然而,就在農婦挺身而起的那一瞬間,凌達珺仿佛看到了她往日的綽約。後來,才知道:凌達珺一口一個“大娘”的農婦,“姓郭,是大隊的婦女主任,剛滿三十八歲,比凌達珺的母親還小了兩歲。”啟民隊長是這樣介紹她的:“當年的郭主任,可是遠近聞名的鐵姑娘,也是俺這裡有名的大美人啊!如今,因為常年的風吹日曬,與你們城裡的同齡人相比,自然顯得老氣些。”
“達珺,你剛才不是說,要學切白乾片的嗎?”郭大娘始終沒有忘記凌達珺初始的請求,她指著切削機,“是第一次見這東西吧?”
“呵呵,大娘,是的。”凌達珺紅著臉回答,“自從離開了學校,所見所聞,幾乎全是第一次。”
簡單而誠實的回答,使得郭大娘打心眼裡喜歡眼前這個憨態可掬的小夥子了。她於是輕輕地拍了拍凌達珺的肩膀,語重心長地囑咐道:“孩子,從城裡來俺農村,一切都需要有一個過程。情緒的穩定,體力的增強,能力的提升,都需要磨礪。你不要著急,先悠著點做。無論藏晚(俚語,意:時間),遇到困難,就家走(俗語,意:〈到我〉家去。)找大娘。人生的路,雖然漫長而且曲折,但是,你要相信,沒有過不去的坎兒。

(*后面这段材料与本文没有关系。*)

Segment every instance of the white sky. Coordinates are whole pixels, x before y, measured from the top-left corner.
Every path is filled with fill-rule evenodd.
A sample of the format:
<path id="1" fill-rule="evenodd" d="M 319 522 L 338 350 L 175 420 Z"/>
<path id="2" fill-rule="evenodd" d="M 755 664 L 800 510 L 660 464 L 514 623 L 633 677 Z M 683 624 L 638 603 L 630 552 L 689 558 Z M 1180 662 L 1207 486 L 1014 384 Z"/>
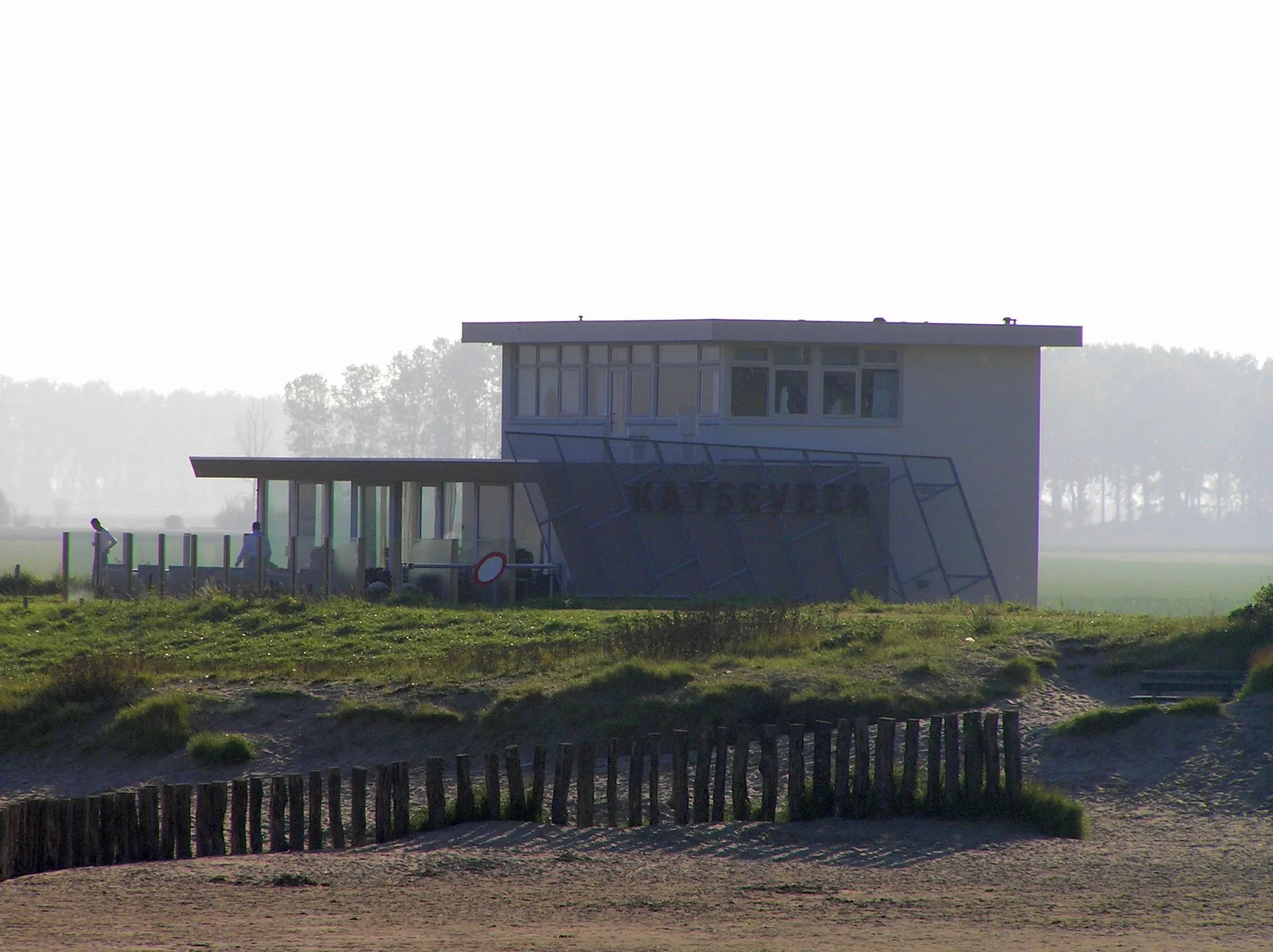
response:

”
凌達珺簡直被郭大娘明睿給迷住了,他出神地凝望著她那慈愛的眼神,聽著那些連母親也沒有對自己說過的話,心中油然地熾熱起來,眼睛也濕潤了。他於是迅速地咬住了嘴唇,忍住了即將滑落的淚珠:“誰說農村人沒有文化?郭大娘的智慧和善良,有幾位‘城裡的大媽’可以與她相比呢?那些以‘城裡人’自居的人,上推三代,有幾家不是農民?對於農村人的歧視,與其說是自視清高,倒不如說是自我嘲諷......”想到此,他景仰地朝著郭大娘微微點頭,心中充滿了對這位農家婦女的敬意。
“嘻嘻……”看到凌達珺近似癡呆的表情,郭大娘忍不住又笑了起來,笑得那麽坦然。笑聲中,她打破了尷尬,爽朗地問道:“過去沒做過農活嗎?”
“讀書期間,學校偶爾組織我們去郊區幫助農民割麥子。這活兒,沒有做過。”
“嗯,來吧!孩子。”郭大娘的微笑,就像一朵蘊含著母愛之光的康乃馨,令凌達珺不由自主地靠近了她,整個身心都被就一種溫馨無比的氣場給籠罩了。
“孩子,不知你注意到了沒有?”郭大娘告訴他,“這個設備雖說複雜,卻很容易操作。它是專門用來處理殘次品的。比如:個頭小的,長得不周正的(白芋)。不過,用它切出來的白芋乾大小不一,樣子也不好看。這種品質差的,俺是留著自己吃的。你們城裡人吃的白芋乾, 外觀之所好看一些,是因為,都是俺精心挑出來,做為公糧上繳的。”
凌達珺恍然大悟似地“哇”了一聲,居然說不出話來了。他是被康乃馨的清雅端莊和無私幽香而感動了。
這時候,又見郭大娘左手拿起了先前放在一邊的刮板,右手舉著一顆大白芋,笑容可掬地說:“孩子,你看,這樣拿白芋,既要手把穩,又不能抓得太死……”
而在凌達珺的眼裡,郭大娘的講解過程,就像電影裡的慢鏡頭一樣,每一個細微的操作都被她分解得清楚明白。枯燥單調的農家活兒,竟被她演示得柔美而且飄逸。
?“……對於刀口的位置和白芋的厚度,要做到心中有數,且要依據進度變換手法。特別是到了最後的關口,手指要略微翹起一些。”郭大娘一邊講解,一邊手把手地指導凌達珺操作,“就這樣,用掌心推動白芋。千萬小心,不要讓刀口劃破了你的手指。孩子呀!不管做啥,都要把安全放在第一位,可不能再讓遠方的父母為你擔憂了。”
郭大娘的循循善誘,使得凌達珺原本緊張慌亂的心情,逐漸變得恬淡且平靜;原本生硬僵直的動作,逐漸變得活泛且自如起來。時間一分鍾一分鍾過去了,至少兩個小時的時間,郭大娘就蹲在凌達珺的旁邊,臉上始終掛著微笑,嘴裡則是反反覆複地念叨著:“莊稼活不用學,人家怎著俺怎著。”
自始至終,凌達珺從亦步亦趨的模仿,到心領神會的獨立操作,整個身心都沐浴在暖雨春風之中,故而,才真真切切地領悟到了中國農民的善良和溫厚。